Just by saying this you prove you've never dealt with corporate lawyers. I
know multiple companies where all GPLv3 software has been banned by the legal
department entirely. Not just for use as part of a product. It's literally not
allowed on the company's computer's at all, because the shitty lawyers who
couldn't make it in the real world have decided that if the company touches
GPLv3 software, all company source code is immediately GPLv3.

They are that stupid.

By the way, if your faith in corporate lawyers is so strong, why bother with
courts? We can just have corporate lawyers decide everything, since they'll
always get it right. Which is why there are no lawsuits where one side wins
and the other side loses.

> _I insist: No professional programmer is going to use WhiteDB._

Which particular term of the GPLv3 would prevent me from using WhiteDB in a
web application? I'm aware of none whatsoever. Note that this is GPLv3, not
AGPLv3, which does have terms which can pose a problem to web applications.
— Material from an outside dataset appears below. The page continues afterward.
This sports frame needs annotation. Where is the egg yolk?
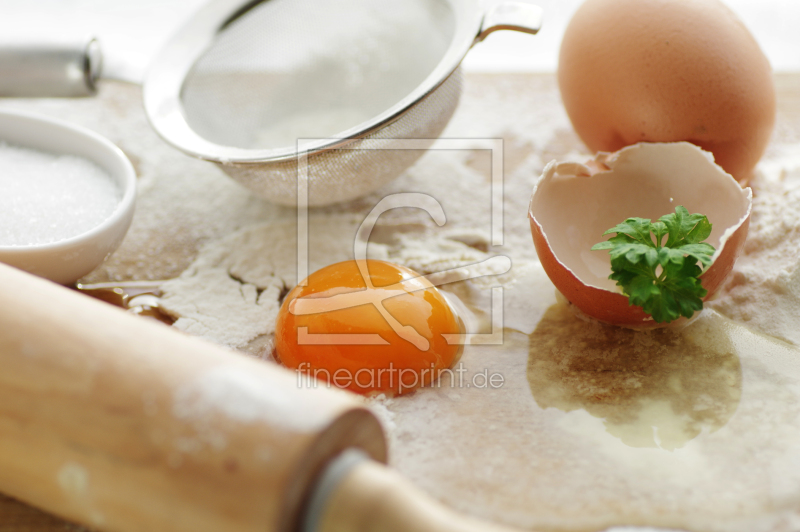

By the way, Red Hat and Canonical make GPLv3 software, contribute to GPLv3
software, and include GPLv3 software in their Linux distributions. Are you
accusing their programmers of being unprofessional?

------
yid
Looking at the benchmarks, I'm trying to rack my brain about how it
outperforms redis consistently on every single benchmark for a simple
associative map.

I don't know if this is likely, but it looks like redis doesn't lock memory
[1], which means that the benchmarks could be explained by swapping. Depending
on the type of shared memory used by whitedb, it could be that its pages are
locked and immune to swapping.

[1]
[https://github.com/antirez/redis/issues/1177](https://github.com/antirez/redis/issues/1177)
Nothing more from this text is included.